Minister of Minerals and Energy
- Incumbent
- Assumed office 14 November 2024
- President: Duma Boko
- Preceded by: Lefoko Maxwell Moagi

Special Advisor and Africa Director to the United Nations Climate Change High-Level Champions
- Incumbent
- Assumed office June 2022
- High-Level Champions: Razan Al Mubarak; Mahmoud Mohieldin; Nigel Topping;

Minister of Investment, Trade and Industry
- In office 4 April 2018 – 6 November 2019
- President: Mokgweetsi Masisi
- Vice President: Slumber Tsogwane
- Succeeded by: Peggy Serame

Member of the United Nations Secretary-General’s High-level Panel on Digital Cooperation
- In office 12 July 2018 – November 2019
- Secretary-General: António Guterres;
- Co-chairs: Melinda Gates Jack Ma;

Member of the Parliament of Botswana
- In office 27 October 2016 – 04 April 2018
- President: Ian Khama

Personal details
- Born: 1987 (age 38–39) Botswana
- Education: University of Botswana (Bachelor of Arts in Economics) University of Sussex (Master of Science in International Economics)
- Occupation: Economist and politician
- Website: https://www.kenewendo.com/

= Bogolo Kenewendo =

Motswana economist and politician (born 1987)

Bogolo Joy Kenewendo (born c. 1987) is a Motswana economist and politician. She serves as a Specially Elected Member of Parliament in the Botswana Parliament as of November 2024, she is the incumbent Minister of Minerals and Energy in the current administration after serving as Cabinet Minister of Investment, Trade and Industry of Botswana under President Mokgweetsi Masisi. After being dropped from cabinet in November 2019 she has served as the managing director of Kenewendo Advisory, based in Gaborone, Botswana. She leads Molaya Kgosi Women Leadership and Mentorship Program and the Board Chair of Molaya Kgosi Trust.

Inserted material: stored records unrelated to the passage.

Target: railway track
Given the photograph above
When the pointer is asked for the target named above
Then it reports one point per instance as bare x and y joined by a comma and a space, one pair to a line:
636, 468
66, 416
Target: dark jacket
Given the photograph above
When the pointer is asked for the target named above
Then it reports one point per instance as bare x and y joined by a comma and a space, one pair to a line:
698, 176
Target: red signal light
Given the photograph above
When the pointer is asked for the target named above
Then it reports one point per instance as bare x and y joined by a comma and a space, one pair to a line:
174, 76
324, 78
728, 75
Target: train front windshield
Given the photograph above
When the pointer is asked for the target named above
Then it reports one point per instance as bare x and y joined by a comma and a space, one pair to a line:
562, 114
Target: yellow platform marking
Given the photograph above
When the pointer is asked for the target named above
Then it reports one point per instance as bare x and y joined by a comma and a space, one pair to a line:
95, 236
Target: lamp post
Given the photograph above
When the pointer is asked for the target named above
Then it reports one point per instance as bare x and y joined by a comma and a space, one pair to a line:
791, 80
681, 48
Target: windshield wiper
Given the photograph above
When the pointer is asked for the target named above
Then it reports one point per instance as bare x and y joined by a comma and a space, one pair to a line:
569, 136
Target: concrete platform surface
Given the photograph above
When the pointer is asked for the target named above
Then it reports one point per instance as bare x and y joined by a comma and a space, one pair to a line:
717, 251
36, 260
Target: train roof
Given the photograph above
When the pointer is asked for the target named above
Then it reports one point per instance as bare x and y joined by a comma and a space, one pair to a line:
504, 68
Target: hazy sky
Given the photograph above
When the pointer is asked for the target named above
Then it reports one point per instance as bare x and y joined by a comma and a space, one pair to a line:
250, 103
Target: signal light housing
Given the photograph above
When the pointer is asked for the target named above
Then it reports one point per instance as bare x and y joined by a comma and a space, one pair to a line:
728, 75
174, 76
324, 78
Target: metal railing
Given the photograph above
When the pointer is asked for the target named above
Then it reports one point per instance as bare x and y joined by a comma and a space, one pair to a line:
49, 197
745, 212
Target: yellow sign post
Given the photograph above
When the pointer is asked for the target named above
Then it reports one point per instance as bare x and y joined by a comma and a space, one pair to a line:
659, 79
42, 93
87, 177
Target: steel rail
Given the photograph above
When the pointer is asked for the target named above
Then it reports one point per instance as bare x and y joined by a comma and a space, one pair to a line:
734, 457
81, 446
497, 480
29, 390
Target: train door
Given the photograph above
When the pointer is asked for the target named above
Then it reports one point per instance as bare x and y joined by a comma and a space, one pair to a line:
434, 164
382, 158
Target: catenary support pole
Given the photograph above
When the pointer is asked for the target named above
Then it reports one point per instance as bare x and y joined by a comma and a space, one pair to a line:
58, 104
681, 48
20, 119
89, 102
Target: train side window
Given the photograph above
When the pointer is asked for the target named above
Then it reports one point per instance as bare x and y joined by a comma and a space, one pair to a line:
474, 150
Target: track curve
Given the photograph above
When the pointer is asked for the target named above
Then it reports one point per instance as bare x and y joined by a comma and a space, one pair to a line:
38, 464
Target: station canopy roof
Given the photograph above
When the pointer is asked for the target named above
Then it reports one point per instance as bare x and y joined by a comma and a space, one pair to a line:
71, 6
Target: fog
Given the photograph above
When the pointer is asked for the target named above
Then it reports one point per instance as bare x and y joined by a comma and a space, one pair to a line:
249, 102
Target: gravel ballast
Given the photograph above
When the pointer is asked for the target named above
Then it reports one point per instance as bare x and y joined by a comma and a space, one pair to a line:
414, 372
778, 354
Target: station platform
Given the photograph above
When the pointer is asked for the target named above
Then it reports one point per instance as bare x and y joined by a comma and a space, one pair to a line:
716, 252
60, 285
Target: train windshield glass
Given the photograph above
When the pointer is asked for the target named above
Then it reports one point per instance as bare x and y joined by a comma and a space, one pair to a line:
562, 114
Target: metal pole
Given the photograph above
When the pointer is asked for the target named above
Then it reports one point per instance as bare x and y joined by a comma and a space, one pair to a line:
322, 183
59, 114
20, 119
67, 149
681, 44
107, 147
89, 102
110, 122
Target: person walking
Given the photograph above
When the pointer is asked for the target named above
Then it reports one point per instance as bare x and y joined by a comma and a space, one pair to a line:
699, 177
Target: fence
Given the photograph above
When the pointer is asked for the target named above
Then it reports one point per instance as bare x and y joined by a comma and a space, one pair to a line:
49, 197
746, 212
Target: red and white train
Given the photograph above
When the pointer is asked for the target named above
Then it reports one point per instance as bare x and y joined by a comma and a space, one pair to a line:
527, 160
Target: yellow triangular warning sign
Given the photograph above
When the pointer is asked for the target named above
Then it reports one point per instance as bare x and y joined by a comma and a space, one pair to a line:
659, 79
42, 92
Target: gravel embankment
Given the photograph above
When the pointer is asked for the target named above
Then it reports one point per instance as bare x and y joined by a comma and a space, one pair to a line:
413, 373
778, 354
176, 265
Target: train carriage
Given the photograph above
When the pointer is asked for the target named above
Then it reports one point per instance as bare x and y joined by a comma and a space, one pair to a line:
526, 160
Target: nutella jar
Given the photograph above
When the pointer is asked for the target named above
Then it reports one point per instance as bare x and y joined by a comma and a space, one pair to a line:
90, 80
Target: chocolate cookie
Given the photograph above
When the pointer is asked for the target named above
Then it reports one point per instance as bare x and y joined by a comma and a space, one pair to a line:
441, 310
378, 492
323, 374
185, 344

In June 2022, Kenewendo was appointed as Special Advisor and Africa Director to the United Nations Climate Change High-Level Champions.

==Background and education==
Kenewendo was born in Motopi Village in the Boteti Area, in Botswana circa 1987. After attending primary school, she enrolled in Pitzer College in Botswana. She was then admitted to the University of Botswana, graduating with a Bachelor of Arts in Economics. Later, she obtained a Master of Science in International Economics from the University of Sussex in the United Kingdom. She is also a certified project manager. She received training in Economic Freedom Philosophy from the Foundation for Economic Education.

==Career before politics==
After her postgraduate studies at the University of Sussex in the United Kingdom as Chevening Scholar, earning an Msc International Economics, Kenewendo worked as a trade economist ODI Fellow in the Ghanaian Ministry of Trade and Industry. She also served as an economic consultant at Econsult Botswana, a Gaborone-based think tank.

==Political career==
In 2016, the then president of Botswana, Ian Khama, nominated Kenewendo to the Parliament of Botswana, where she was elected as a presidential nominee to parliament. On 4 April 2018, the new incoming president, Mokgweetsi Masisi, appointed Kenewendo as the new Minister of Investment, Trade and Industry.

In her capacity as minister, Kenewendo was appointed by United Nations Secretary General António Guterres in 2018 to the High-level Panel on Digital Cooperation, co-chaired by Melinda Gates and Jack Ma. As the Minister of Investment, Trade and Industry in Botswana, she implemented reforms to significantly improve the ease of doing business, open up both domestic and international markets, and position the country to succeed in the global value chains as well as the digital economy. During her tenure, she was the youngest Cabinet Minister in Africa and in Botswana’s history.

Kenewendo was cited as one of the Top 100 most influential Africans by New African magazine in 2018.

When the United Kingdom assumed the presidency of the G7 in 2021, Kenewendo was appointed by the country's Minister for Women and Equalities, Liz Truss, to a newly formed Gender Equality Advisory Council (GEAC) chaired by Sarah Sands.

The year 2024 set a different tone for Kenewendo and Botswana as she was specially elected to be a Member of Parliament under the new administration and was sworn in as minister of Minerals and Energy.

==Personal life==
In her spare time, Kenewendo meditates, travels and reads.